The United Arab Emirates should consider creating a framework that could enhance the growth of CSR in the country. Perhaps, this could be done by starting with modification of the Commercial Companies Law. Although this law was initiated in the past ten years, it is yet to be operational (SajadiFar, 2013). With this kind of law, there would be a stronger and more certain foundation for regulating companies in the United Arab Emirates. This would include on the manner in which corporations respond to issues concerned with CSR. For instance, the United Arab Emirates government should emulate their Chinese counterparts by creating policies that ensure corporations contribute to the support of NGOs in the country; perhaps through modification of tax-deductible donations. Environmental aspects are yet another area that corporations should be encouraged to participate.

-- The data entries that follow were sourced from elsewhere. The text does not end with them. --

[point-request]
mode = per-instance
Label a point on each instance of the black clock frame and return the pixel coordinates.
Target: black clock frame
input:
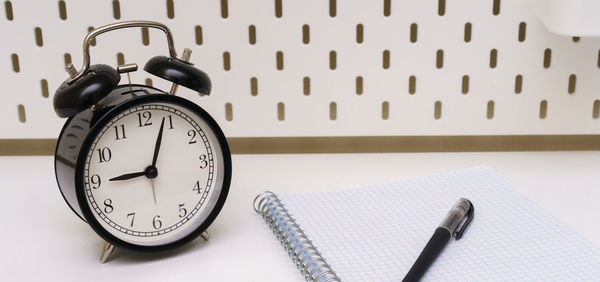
(97, 127)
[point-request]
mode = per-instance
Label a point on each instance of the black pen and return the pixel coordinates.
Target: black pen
(454, 225)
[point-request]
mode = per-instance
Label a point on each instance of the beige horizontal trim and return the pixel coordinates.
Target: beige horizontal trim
(361, 144)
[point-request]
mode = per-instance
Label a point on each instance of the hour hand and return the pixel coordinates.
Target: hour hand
(128, 176)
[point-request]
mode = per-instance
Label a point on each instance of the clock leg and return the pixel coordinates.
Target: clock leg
(107, 250)
(205, 235)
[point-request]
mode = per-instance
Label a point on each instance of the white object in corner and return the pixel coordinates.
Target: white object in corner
(570, 17)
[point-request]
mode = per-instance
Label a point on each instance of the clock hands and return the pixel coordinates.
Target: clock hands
(155, 157)
(158, 141)
(128, 176)
(151, 171)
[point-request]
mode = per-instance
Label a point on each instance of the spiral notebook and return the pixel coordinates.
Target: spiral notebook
(375, 233)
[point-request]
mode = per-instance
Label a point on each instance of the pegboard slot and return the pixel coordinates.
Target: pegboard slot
(278, 8)
(437, 110)
(198, 34)
(468, 30)
(15, 62)
(359, 85)
(518, 84)
(253, 86)
(224, 9)
(228, 112)
(306, 34)
(62, 10)
(145, 36)
(522, 31)
(360, 33)
(332, 8)
(93, 42)
(412, 84)
(280, 111)
(387, 7)
(39, 40)
(44, 86)
(333, 111)
(67, 58)
(543, 109)
(226, 61)
(413, 32)
(116, 10)
(493, 58)
(465, 84)
(385, 110)
(252, 34)
(120, 59)
(9, 12)
(21, 112)
(496, 8)
(572, 83)
(441, 7)
(439, 59)
(386, 59)
(170, 9)
(547, 57)
(332, 60)
(306, 85)
(490, 110)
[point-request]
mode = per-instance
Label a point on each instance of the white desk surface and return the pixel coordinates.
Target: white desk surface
(41, 238)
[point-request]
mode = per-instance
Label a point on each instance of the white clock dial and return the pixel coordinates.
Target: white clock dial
(153, 205)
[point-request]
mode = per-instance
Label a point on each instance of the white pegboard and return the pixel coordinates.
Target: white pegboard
(309, 115)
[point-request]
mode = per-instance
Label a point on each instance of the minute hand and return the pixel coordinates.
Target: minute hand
(128, 176)
(158, 141)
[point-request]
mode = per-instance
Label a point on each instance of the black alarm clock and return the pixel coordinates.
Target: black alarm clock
(147, 170)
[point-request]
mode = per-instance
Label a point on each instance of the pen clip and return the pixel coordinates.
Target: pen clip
(465, 222)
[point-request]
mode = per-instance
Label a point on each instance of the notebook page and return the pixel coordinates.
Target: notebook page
(375, 233)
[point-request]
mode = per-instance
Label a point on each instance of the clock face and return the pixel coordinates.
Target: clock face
(154, 173)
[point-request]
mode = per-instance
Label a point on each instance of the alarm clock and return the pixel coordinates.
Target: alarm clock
(147, 170)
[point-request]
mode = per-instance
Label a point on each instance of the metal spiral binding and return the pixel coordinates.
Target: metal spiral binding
(303, 253)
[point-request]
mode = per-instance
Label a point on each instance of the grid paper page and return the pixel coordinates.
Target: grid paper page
(375, 233)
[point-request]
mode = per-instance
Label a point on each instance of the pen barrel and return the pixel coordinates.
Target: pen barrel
(432, 250)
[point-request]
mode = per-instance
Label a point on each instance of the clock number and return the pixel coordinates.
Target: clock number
(192, 135)
(132, 218)
(203, 162)
(197, 187)
(182, 210)
(95, 179)
(104, 154)
(108, 208)
(147, 116)
(119, 132)
(156, 222)
(170, 122)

In addition to encouraging corporations to use environmental friendly production strategies, the United Arab Emirates government should also ensure that corporations take responsibility of their pollution activities, just like in China.
In addition, the government of has a big role to play in promoting CSR activities in the United Arab Emirates. This could be important to train the people and corporations of the country to learn to embrace CSR or rather to adopt the CSR culture (Teo, 2011). As mentioned above, the spirit of collectivism and consumer nationalism are two crucial factors that have laid a strong basis for the effectiveness of CSR law in China. Therefore, if these factors could also be encouraged in the United Arab Emirates, significant changes on CSR in the country could be observed within a short period of time. These two factors bring all the stakeholders on board, enhancing the growth of CSR over time.
Knowledge@Wharton. (2010). Corporate Social Responsibility in China: One great leap forward, many more still ahead. Retrieved from http://www.knowledgeatwharton.com.cn/index.cfm?fa=viewArticle&articleID=2218&l nguageid=1
Lin Li-Wen. (2010) Corporate Social Responsibility in China: Window dressing or structural change. Berkeley Journal of International Law, Vol. 28, No. 1.